Recent changes to Arizona's "resign-to-run" law mean elected officials can now speak publicly about running for another position, and Secretary of State Ken Bennett has taken advantage of the revisions to say he will be a Republican candidate for governor.
Before the changes that went into effect last week, such a statement would have required Bennett to step down.
Still, his political intentions set off a flurry of social media traffic Thursday when a small eastern Arizona newspaper reported them and added that Bennett would resign when he files formal nomination papers in the spring.
Spokesman Matt Roberts shot down that part of the report, saying Bennett plans to serve out his term, which ends two months after the gubernatorial election in November 2014.
Bennett will, however, seek the state's top office. "He said he intends to be, and will be, a candidate in next year's gubernatorial election," Roberts said.
The Eastern Arizona Courier reported Bennett's comments from a Constitution Day event in Thatcher on Tuesday.

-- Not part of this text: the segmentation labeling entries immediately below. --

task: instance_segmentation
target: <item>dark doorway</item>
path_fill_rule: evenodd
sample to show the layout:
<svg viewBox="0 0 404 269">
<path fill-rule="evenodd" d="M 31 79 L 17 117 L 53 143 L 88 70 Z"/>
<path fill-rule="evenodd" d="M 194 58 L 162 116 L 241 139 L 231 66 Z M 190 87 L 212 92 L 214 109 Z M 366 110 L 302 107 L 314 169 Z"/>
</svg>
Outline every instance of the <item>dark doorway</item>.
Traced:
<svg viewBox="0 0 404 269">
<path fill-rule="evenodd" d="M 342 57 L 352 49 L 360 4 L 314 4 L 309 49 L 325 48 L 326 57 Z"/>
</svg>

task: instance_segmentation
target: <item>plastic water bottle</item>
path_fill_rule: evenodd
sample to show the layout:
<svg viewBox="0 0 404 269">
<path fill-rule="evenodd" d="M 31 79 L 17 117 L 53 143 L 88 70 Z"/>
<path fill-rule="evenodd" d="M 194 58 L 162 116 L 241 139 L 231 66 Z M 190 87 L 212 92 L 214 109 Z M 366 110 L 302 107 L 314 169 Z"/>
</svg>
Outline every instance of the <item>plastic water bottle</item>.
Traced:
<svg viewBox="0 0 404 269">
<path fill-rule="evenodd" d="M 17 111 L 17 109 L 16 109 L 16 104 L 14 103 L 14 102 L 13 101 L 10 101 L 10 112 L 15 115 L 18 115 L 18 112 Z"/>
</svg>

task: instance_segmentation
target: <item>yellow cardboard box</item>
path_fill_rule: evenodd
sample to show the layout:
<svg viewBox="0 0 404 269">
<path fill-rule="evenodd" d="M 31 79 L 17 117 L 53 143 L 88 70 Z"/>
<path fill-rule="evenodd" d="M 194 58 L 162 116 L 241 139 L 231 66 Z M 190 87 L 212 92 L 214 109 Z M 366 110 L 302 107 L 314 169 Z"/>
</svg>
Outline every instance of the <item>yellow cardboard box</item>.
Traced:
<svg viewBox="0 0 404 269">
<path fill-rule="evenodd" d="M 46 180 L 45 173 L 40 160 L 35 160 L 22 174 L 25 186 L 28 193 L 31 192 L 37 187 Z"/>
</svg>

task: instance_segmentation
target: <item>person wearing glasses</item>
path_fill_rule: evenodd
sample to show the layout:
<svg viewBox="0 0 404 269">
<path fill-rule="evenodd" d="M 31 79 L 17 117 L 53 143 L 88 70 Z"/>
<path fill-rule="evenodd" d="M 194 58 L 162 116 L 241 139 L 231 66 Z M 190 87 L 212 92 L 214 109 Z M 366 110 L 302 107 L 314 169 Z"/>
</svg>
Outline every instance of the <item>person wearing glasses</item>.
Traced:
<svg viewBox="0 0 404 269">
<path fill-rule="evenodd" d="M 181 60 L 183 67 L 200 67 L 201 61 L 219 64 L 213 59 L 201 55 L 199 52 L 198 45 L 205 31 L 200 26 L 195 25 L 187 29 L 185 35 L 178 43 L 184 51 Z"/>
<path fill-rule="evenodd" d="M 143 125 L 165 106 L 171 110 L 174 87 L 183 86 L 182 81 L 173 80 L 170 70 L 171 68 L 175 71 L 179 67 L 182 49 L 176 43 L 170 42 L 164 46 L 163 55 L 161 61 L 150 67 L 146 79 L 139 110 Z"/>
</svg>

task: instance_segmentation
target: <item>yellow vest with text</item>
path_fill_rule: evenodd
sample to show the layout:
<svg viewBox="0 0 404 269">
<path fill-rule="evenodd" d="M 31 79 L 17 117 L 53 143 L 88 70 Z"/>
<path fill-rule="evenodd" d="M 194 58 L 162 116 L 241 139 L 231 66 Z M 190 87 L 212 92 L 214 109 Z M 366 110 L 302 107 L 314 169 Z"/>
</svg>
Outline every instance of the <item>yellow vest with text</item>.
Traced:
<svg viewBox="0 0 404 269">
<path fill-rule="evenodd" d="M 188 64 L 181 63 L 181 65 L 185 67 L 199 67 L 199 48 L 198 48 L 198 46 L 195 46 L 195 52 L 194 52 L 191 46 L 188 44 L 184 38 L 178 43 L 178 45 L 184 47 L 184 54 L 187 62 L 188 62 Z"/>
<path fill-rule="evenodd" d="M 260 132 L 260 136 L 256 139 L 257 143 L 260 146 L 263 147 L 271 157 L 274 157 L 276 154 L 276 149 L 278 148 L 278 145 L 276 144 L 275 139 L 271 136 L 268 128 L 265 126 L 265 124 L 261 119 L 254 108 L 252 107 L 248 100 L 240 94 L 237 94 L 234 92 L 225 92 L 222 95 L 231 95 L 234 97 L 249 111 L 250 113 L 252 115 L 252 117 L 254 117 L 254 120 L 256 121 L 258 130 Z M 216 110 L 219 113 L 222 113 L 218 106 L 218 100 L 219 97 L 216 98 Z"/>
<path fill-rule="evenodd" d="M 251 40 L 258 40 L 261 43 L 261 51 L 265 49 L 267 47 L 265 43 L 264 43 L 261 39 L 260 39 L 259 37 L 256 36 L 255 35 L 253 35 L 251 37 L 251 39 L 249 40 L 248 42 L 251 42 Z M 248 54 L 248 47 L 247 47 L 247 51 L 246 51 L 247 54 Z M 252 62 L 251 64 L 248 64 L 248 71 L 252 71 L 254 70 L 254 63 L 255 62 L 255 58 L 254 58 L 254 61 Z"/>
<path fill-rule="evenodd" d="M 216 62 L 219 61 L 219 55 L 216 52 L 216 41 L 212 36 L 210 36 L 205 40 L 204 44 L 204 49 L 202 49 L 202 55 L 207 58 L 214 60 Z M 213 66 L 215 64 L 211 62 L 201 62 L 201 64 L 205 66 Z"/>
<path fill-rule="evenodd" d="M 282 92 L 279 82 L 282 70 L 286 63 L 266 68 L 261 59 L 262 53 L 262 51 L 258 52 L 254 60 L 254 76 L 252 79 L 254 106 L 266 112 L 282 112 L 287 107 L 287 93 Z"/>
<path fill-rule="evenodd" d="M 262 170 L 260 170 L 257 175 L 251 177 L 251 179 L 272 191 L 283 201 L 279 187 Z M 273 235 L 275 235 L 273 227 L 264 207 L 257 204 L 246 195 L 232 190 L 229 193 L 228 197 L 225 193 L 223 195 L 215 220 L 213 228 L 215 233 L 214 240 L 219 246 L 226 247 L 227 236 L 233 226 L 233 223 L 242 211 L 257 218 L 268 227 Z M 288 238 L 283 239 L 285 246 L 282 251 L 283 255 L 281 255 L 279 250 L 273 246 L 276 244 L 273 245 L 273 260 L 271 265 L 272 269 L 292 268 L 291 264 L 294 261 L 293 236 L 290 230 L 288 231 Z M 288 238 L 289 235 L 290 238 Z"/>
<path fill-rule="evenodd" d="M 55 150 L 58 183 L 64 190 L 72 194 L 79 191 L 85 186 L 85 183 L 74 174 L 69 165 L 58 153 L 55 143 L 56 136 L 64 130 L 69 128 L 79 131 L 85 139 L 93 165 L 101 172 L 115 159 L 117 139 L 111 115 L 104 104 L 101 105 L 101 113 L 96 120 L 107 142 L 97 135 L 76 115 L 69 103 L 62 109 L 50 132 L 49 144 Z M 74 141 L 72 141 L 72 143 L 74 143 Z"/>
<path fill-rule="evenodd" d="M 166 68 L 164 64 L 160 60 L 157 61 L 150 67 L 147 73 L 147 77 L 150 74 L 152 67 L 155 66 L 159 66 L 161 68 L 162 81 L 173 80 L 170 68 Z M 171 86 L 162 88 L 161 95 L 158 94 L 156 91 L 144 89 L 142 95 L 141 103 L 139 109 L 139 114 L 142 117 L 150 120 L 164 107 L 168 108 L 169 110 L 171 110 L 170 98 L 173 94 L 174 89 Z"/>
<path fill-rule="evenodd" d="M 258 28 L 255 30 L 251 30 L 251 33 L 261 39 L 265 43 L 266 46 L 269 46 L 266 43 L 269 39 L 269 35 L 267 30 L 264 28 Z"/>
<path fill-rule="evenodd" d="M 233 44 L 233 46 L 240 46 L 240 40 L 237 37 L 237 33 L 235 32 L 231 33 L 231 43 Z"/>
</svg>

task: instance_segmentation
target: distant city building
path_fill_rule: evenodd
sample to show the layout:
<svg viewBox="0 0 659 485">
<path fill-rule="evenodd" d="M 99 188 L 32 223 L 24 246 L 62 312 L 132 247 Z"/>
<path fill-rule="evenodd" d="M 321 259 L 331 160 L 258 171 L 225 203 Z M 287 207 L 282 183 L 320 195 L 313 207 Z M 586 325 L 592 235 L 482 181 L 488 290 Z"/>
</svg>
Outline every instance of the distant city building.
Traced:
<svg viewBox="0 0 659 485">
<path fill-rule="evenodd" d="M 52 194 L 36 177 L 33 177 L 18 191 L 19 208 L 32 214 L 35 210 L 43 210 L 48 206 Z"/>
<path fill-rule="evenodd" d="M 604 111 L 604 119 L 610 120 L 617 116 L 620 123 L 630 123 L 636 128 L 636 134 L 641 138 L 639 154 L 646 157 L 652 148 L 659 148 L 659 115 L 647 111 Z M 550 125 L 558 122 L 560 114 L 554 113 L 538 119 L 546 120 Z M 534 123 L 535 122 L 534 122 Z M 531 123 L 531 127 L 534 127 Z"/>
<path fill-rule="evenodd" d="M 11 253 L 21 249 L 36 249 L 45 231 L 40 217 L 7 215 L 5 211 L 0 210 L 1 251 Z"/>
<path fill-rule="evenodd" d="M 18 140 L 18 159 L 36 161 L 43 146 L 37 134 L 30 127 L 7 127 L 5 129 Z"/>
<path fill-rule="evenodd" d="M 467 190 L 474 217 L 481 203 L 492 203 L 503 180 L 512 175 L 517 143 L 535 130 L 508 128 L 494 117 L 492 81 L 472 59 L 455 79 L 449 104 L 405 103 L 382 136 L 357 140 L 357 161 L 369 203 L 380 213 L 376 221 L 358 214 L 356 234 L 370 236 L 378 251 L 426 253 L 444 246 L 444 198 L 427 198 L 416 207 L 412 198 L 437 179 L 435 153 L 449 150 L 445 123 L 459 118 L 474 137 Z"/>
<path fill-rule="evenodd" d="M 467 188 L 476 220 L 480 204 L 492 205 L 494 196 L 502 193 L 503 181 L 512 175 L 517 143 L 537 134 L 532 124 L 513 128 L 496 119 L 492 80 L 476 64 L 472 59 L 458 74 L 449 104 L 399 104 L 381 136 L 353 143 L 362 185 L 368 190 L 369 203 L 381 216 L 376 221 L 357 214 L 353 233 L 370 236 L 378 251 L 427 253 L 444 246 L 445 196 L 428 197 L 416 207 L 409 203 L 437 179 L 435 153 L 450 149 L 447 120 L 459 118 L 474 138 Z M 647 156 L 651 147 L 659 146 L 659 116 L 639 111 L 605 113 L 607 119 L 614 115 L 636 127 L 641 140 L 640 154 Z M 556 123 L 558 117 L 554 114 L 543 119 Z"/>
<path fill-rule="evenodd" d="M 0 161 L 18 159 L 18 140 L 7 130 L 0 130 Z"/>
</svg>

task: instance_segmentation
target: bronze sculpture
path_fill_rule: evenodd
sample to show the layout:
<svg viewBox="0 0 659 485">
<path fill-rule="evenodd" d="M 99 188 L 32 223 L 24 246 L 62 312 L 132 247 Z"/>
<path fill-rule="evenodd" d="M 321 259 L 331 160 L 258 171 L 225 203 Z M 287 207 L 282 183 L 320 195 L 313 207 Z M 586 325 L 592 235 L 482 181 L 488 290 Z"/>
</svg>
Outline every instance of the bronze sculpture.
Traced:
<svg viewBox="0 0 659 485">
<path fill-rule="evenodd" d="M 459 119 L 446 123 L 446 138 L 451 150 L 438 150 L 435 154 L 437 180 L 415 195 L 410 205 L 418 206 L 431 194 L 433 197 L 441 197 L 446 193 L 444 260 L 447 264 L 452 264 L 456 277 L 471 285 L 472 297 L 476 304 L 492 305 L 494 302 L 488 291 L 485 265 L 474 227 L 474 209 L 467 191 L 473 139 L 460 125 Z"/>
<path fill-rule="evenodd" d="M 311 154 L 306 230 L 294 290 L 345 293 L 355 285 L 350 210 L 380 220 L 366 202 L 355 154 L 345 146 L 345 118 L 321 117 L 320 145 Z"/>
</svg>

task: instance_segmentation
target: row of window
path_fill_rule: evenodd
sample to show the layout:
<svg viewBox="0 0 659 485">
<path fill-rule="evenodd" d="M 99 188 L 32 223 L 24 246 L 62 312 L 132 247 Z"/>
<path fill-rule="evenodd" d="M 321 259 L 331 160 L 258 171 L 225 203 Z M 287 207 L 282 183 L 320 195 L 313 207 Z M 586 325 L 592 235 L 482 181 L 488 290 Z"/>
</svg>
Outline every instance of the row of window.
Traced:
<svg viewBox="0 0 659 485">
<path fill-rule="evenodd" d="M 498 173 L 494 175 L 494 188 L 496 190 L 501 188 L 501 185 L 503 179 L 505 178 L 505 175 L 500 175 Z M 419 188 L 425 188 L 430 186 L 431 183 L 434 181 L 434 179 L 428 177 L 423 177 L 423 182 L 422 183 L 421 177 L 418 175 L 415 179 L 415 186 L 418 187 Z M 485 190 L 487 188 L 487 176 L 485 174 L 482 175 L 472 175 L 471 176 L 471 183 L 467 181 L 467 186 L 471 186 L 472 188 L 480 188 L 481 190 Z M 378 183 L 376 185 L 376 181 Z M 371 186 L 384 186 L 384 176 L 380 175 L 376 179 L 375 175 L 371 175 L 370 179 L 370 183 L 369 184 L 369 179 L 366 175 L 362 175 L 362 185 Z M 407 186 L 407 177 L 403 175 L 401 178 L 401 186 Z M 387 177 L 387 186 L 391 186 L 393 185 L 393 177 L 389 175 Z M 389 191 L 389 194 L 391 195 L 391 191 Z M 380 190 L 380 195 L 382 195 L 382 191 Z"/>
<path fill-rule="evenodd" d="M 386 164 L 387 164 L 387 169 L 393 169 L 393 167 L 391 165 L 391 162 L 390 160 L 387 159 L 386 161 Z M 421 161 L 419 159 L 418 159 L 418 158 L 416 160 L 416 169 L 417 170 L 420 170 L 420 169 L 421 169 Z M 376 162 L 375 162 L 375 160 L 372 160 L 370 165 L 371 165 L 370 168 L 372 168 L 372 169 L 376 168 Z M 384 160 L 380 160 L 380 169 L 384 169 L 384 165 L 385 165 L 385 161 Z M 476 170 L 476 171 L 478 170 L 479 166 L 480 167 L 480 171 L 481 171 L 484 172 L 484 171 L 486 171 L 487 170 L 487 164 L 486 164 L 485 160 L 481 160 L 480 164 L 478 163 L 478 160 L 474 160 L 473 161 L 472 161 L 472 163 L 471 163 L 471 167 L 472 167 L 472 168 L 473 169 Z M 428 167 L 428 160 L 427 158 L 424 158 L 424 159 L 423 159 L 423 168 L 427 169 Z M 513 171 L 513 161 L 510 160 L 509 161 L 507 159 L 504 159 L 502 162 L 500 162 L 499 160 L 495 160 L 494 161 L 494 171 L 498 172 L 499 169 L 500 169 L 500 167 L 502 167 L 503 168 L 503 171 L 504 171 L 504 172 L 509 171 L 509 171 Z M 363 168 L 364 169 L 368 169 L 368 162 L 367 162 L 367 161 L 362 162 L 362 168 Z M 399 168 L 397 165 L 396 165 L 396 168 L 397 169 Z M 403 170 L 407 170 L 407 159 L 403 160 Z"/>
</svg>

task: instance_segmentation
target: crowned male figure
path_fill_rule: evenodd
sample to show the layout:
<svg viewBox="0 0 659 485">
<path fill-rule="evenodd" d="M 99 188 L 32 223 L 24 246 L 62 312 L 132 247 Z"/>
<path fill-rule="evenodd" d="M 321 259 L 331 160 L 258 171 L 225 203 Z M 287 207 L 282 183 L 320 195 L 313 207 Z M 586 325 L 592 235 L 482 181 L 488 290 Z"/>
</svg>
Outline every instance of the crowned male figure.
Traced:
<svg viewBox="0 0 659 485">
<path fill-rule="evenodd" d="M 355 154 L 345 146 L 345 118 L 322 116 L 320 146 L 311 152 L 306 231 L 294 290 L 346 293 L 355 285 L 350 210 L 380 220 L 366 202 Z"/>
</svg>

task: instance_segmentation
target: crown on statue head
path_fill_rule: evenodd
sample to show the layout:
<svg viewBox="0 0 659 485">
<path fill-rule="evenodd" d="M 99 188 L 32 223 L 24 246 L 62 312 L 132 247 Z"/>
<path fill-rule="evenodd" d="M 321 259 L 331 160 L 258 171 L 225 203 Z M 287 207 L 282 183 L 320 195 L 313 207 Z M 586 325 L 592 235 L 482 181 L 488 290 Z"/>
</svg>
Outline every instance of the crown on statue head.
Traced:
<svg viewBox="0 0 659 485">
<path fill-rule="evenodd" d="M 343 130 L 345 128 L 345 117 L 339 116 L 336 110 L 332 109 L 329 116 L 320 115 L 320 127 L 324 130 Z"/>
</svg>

The Legislature passed changes this year to the resign-to-run law, which was first approved by voters in 1980. They were designed to lift restrictions that required officials to dance around their ambitions, even when it was obvious they intended to run for a different seat.
Under the old rules, sitting politicians could create "exploratory committees" and raise money, but they would have to resign if they announced their candidacy or filed nomination paperwork. An exception was made for elected officials in the final year of their term.
Bennett isn't the only official to say he's seeking a different office after "exploring" a race for months.
Rep. Justin Pierce, a Republican who has been considering a run for Secretary of State in 2014, told The Associated Press he's made his decision.
"I'll be a candidate for Secretary of State," he said.
Others Republicans who currently are in office and are seeking other offices include Sen. Al Melvin and Treasurer Doug Ducey, both looking at the governor's race, and Sen. Michele Reagan, who like Pierce is looking at Secretary of State.
Republican Rep. John Kavanagh sponsored House Bill 2157.
"Candidates and elected officials who are running for office can now tell voters the truth and not have to hide behind a charade of doubletalk when they've already filed an exploratory committee, collected signatures and collected donations," Kavanagh said Thursday. "This just takes away the legally imposed deception."